A Brief History of Intel CPU Microarchitectures (2013) [pdf] - majke
https://people.apache.org/~xli/presentations/history_Intel_CPU.pdf

======
pcunite
I went to visit my dad one day and he brought out a laptop to show me. Said he
found it at the local car wash sitting next to the vacuum pillars. This was in
1996 or so. It was a Sceptre brand with an integrated trackball instead of a
trackpad. I asked him if I could borrow it. I never gave it back.

I went back to see him again and he had bought a Compaq desktop system. Intel
266Mhz ... it was crazy fast ... compared to the laptop. It was so fast it
could play Delphine Moto Racer. I remember feeling totally overwhelmed as each
month (it seemed) that Intel was upping speeds in 33Mhz increments.

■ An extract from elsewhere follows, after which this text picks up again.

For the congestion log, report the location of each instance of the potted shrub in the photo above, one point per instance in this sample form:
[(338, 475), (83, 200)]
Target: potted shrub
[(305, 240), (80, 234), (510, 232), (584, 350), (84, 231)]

I started buying "Computer World" magazines to keep up with the speed of
innovation. Soon I was a computer expert and Dad made sure to tell his friends
that.

He let me use his desktop whenever I came over to visit. It was too big to
carry out to the car, which I think he was glad about. I used Laplink and a
null-printer cable to try and siphon off his files so I could get Windows 98
to run on my laptop. Eventually, I started a software company and today Dad is
using a custom PC I put together for him.

:-)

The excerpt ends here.